Remember that an Action is always defined by an array of float, therefore we have to access the first element of this array to get an action which is defined on a single value.
Reset: this method is called when the field « bReset » within the AIInput private property is set to true. It will reset the environment and prepare it to a new episode. In our case, we want the pawn and pedestrian to be placed back before the intersection. For a better learning, we also want this location to be randomized in order for our AI not to learn one specific case.
The Reset functions which are called reside inside the car and pedestrian’s blueprint. They simply do the job described earlier.
The functions GetState, GetReward and IsDone : These functions’ purpose is to provide the information which are normally returned by the step function inside a gym environment. That is « state, reward, done » . To do so, a property of type EnvironmentState is provided inside the EnvironmentAbstract class. This property contains these field. The fields State, bIsDone and reward must therefore be filled inside these functions, this is mandatory.
We query the X axis value of the pedestrian, the Y axis value of the car as well as its speed and add them up to the State array. Remember that the State array will always be an array of float, even if your observations are single valued.
This function seems complicated but this simply is because of the blueprint coding, it really just is a succession of if statements which will get diverse information regarding the environment and apply a reward to them.
Setting up the scene
We now have to place our actors in the scene. These actors are:
An instance of the AIServer class
An instance of the created EnvironmentAbstract derived blueprint
We can therefore create an AIServer blueprint and place an instance of it within the scene as well as an instance of our newly created environment’s blueprint.

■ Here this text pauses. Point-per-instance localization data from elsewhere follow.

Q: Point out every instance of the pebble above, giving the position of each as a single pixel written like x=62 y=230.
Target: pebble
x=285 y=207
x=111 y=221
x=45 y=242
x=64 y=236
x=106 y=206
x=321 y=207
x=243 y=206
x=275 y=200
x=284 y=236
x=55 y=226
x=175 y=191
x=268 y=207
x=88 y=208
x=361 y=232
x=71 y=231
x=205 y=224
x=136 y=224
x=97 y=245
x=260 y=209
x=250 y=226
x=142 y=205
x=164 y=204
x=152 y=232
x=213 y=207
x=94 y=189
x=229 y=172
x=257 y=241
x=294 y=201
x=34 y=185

Then, we need to give the required references to our customized environment, these references are:
A car pawn reference
A pedestrian pawn reference
An AIServer actor reference
Setting up the Python side
2 simple things are required:
Setting up the server
This part is very simple and fast. You can use the provided widget to start your server and stop it, or you can implement your own system using the StartServerAndWaitForConnection blueprint node. You don’t have to worry about stopping the server, this will be done when you will stop the game automatically (but you can stop it prematurely if you want to use the StopServer node).
This node is used to create the socket and initiate the TCP connection with Python. Once this function is called, you have to start your Python process either manually or using the StartPythonProcess node (however you won’t be able to access the Python logs with this method).
Now that everything is configured, if we start the game, click the « Create Server And Wait For Connection » button on the UI and start our Python process, a new episode will start and the learning will begin.
How to create your environment using C++
It’s exactly the same procedure, just create a class deriving from EnvironmentAbstract instead of a blueprint and implement PerformAction, Reset, GetState, GetReward and IsDone inside it.